An ec 10 student emails to ask for some information about U.S. sugar quotas. I am not an expert on the subject, but here is what I know.

Most economists view U.S. policies toward sugar as a deplorable departure from the principles of free trade. About a year ago, The Economist magazine summed up the situation as follows:
Outrageous import quotas keep the domestic price of sugar at double that of the world price. CAFTA [the Central America Free Trade Agreement] would allow more imports in from Central American countries, but still less than 2% of US sugar production. For the sugar lobby—and the 15 or so Republican politicians who follow its bidding—that is still too much.
See also George Will's old column on the topic and this Reuters article on the current situation.

The economics here is straightforward. It is a standard case of protectionism for the benefit of politically powerful domestic producers (including the producers of sugar substitutes, such as corn syrup). The losers are American consumers and farmers in developing nations.

One interesting wrinkle is that sugar is used to make ethanol. If the United States had truly free trade, we would be enjoying not only cheaper soft drinks but also cheaper fuel, as Harvard historian Niall Ferguson (alternate link) pointed out in yesterday's LA Times. In a column called "Put some sugar in your tank," he writes:

Unnoticed in the northern hemisphere, one country is pioneering a transportation revolution by switching from petrol to ethanol. That country is Brazil. Today, ethanol accounts for 40 per cent of all automobile fuel in Brazil, while 80 per cent of new Brazilian cars are flexible-fuel cars that can run on either petrol or ethanol.

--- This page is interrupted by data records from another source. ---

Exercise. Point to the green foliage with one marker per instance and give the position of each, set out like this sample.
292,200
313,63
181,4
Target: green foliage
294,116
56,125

What's preventing the northern hemisphere from following Brazil's lead? The answer is not so much Big Oil -- though American oil companies have fought tooth and nail against the introduction of ethanol, even as a fuel additive -- as Small Agriculture. To protect northern farmers, huge tariffs are currently imposed on imports of Brazilian-produced ethanol by both the United States and the European Union.